If the data to be analyzed by linear regression violate one or more of the linear regression assumptions, the results of the analysis may be incorrect or misleading. For example, if the assumption of independence is violated, then linear regression is not appropriate. If the assumption of normality is violated or outliers are present, then the linear regression goodness-of-fit test may not be the most powerful or informative test available, and this could mean the difference between detecting a linear fit or not. A nonparametric, robust, or resistant regression method, a transformation, a weighted least-squares linear regression, or a nonlinear model may result in a better fit. If the population variance for the dependent variable is not constant, a weighted least-squares linear regression or a transformation of the dependent variable may provide a means of fitting a regression adjusted for the inequality of the variances. Often, the impact of an assumption violation on the linear regression result depends on the extent of the violation (such as how nonconstant the variance of the dependent variable is, or how skewed the dependent variable population distribution is). Some small violations may have little practical effect on the analysis, while other violations may render the linear regression result useless and incorrect.
Other potential assumption violations include:
Whether the independent-variable values are independent of each other is generally determined by the structure of the experiment from which they arise. The dependent-variable values collected over time may be autocorrelated. For serially correlated dependent-variable values, the estimates of the slope and intercept will be unbiased, but the estimates of their variances will not be reliable and, hence, the validity of certain statistical goodness-of-fit tests will be flawed. An ARIMA model may be better in such circumstances.
The usual linear regression model assumes that the observed independent variables are fixed, not random. If the independent values are not under the control of the experimenter (i.e., are observed but not set), and if there is in fact underlying variance in the independent variable, but the variance is the same, the linear model is called an errors-in-variables model or a structural model. The least-squares fit will still give the best linear predictor of the dependent variable, but the estimates of the slope and intercept will be biased (will not have expected values equal to the true slope and variance). A stochastic forecast model may be a better alternative here.

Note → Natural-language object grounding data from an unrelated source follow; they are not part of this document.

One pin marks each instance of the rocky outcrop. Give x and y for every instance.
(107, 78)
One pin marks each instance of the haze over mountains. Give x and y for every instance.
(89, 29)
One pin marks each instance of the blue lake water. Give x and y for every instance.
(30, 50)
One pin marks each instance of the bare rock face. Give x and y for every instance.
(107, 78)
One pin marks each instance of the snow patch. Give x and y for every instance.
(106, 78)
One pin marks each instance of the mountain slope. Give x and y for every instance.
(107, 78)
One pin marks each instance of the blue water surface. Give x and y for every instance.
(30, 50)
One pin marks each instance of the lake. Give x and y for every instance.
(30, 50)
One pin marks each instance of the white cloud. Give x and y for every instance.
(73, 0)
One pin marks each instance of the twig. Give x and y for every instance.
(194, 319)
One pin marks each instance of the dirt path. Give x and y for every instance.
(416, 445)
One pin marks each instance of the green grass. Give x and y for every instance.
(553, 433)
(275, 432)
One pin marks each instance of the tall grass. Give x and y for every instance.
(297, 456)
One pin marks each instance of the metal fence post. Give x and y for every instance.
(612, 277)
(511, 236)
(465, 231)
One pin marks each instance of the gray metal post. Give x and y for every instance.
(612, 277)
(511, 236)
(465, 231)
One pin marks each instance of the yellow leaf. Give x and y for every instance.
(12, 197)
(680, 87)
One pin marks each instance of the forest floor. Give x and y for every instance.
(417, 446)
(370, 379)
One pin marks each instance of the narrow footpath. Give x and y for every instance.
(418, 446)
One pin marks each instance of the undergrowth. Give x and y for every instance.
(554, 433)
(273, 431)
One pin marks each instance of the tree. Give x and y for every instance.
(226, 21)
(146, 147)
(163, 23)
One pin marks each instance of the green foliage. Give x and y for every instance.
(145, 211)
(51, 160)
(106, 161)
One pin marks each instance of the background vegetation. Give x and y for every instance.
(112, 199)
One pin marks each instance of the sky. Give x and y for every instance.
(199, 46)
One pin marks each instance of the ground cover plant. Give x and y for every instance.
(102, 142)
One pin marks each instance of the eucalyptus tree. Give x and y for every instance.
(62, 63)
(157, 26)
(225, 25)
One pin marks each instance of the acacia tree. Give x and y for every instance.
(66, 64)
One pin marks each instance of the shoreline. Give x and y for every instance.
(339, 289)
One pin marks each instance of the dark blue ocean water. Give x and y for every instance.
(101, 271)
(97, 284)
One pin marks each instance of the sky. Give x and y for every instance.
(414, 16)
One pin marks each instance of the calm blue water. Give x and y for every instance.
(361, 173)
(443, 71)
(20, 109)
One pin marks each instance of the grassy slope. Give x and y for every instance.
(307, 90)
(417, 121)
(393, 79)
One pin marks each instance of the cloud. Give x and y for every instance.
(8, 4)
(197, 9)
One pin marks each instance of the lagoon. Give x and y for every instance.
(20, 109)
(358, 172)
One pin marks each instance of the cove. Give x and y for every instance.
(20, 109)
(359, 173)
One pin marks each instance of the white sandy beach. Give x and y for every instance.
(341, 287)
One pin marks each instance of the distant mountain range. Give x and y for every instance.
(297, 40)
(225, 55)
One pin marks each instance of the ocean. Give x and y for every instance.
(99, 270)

If the number of data points is small (also termed micronumerosity), it may be difficult to detect assumption violations. With small samples, assumption violations such as non-normality or heteroskedasticity of variances are difficult to detect even when they are present. With a small number of data points, linear regression offers less protection against the violation of assumptions. With few data points, it may be hard to determine how well the fitted line matches the data, or whether a nonlinear function would be more appropriate.
Even if none of the test assumptions are violated, a linear regression on a small number of data points may not have sufficient power to detect a significant difference between the slope and zero, even if the slope is nonzero. The power depends on the residual error, the observed variation in the independent variable, the selected significance alpha level of the test, and the number of data points. Power decreases as the residual variance increases, decreases as the significance level is decreased (i.e., as the test is made more stringent), increases as the variation in observed independent variable increases, and increases as the number of data points increases. If a statistical significance test with a small number of data points produces a surprisingly nonsignificant probability value, then lack of power may be the reason. The best time to avoid such problems is in the design stage of an experiment when appropriate minimum sample sizes can be determined, perhaps in consultation with an econometrician, before data collection begins.
The effects of nonconstant variance of the dependent variable can be particularly severe for a linear regression when the line is forced through the origin: the estimate of variance for the fitted slope may be much smaller than the actual variance, making the test for the slope nonconservative (more likely to reject the null hypothesis that the slope is zero than what the stated significance level indicates). In general, unless there is a structural or theoretical reason to assume that the intercept is zero, it is preferable to fit both the slope and intercept.